Die Gemeinde A baute in den Jahren 1974 bis 1977 die Straße X im Zusammenhang mit dem Ausbau der parallel verlaufenden Bundesstraße in der Weise aus, daß in die Straße verlegte Eisenbahngleise und in die Straße hineinragende Lager- und Bootsschuppen entfernt wurden. Die Straße wurde mit einem neuen Unterbau einschließlich einer neuen Deckschicht und einer Verschleißdecke versehen sowie Beleuchtungseinrichtungen angebracht. Ferner wurden ein Gehweg und ein Parkstreifen angelegt. Im Jahre 1976 wurde von der Gemeinde außerdem die Abwasserkanalisation in der Straße X fertiggestellt und die Klägerin an diese angeschlossen.
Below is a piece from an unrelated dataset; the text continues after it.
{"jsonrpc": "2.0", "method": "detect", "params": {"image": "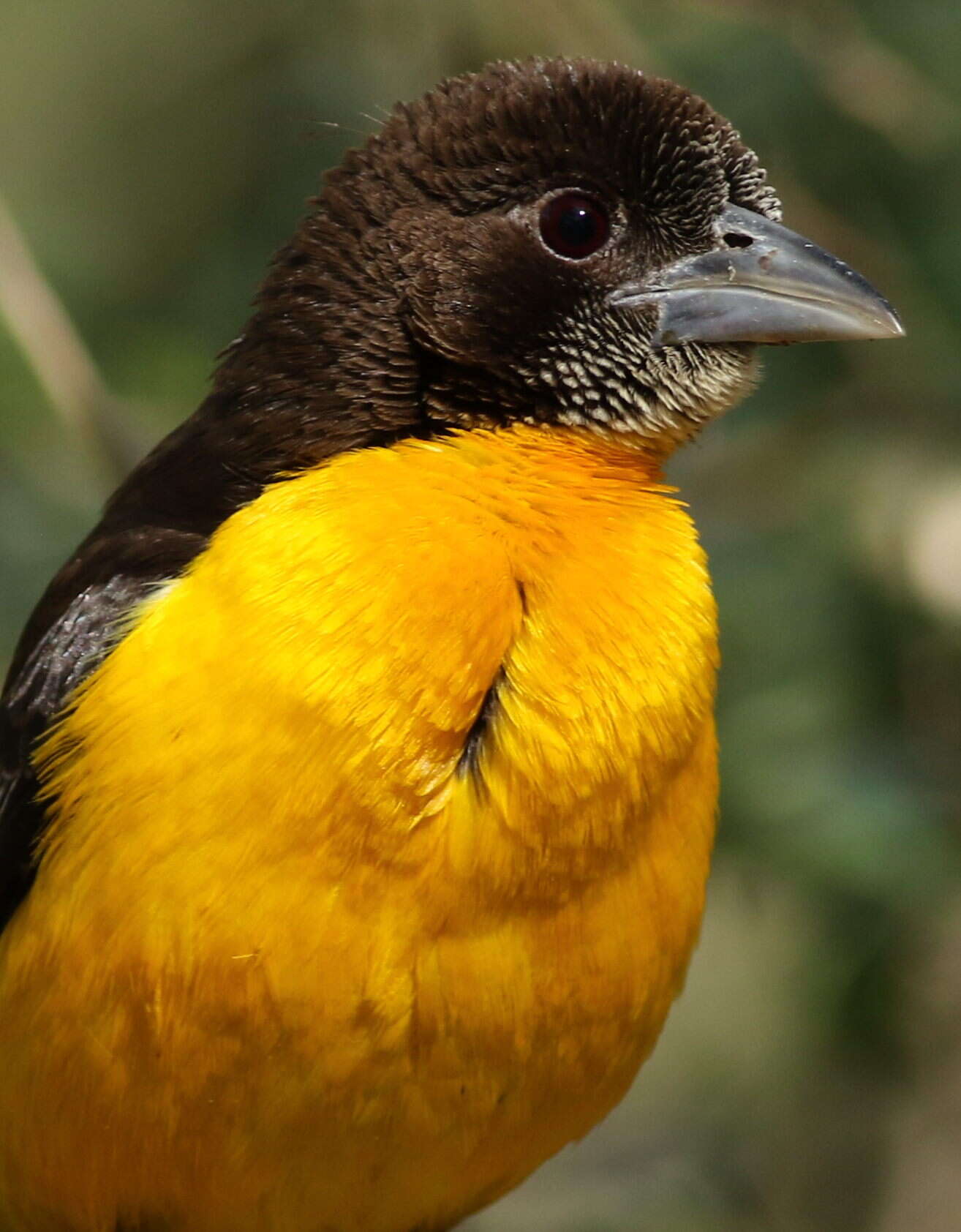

Mit Vorauszahlungsbescheid der Gemeinde vom 2. November 1976 wurde von der Klägerin ein Straßenausbaubeitrag von 64 193 DM angefordert. Mit einem weiteren Bescheid vom 2. November 1976 wurde ein Kanalanschlußbeitrag von 87 079 DM angefordert.
In ihrer Bilanz zum 31. März 1977 zog die Klägerin aus diesen Bescheiden zunächst keine steuerlichen und bilanziellen Konsequenzen.
Gegen beide Bescheide erhob die Klägerin nach erfolglosem Widerspruch vor dem Verwaltungsgericht (VG) Klage. Der Rechtsstreit wegen des Kanalanschlußbeitrags von 87 079 DM hatte letztlich keinen Erfolg. Der Rechtsstreit wegen des Straßenausbaubeitrags von 64 193 DM war zum Zeitpunkt der Entscheidung des Finanzgerichts (FG) vor dem Oberverwaltungsgericht (OVG) noch anhängig.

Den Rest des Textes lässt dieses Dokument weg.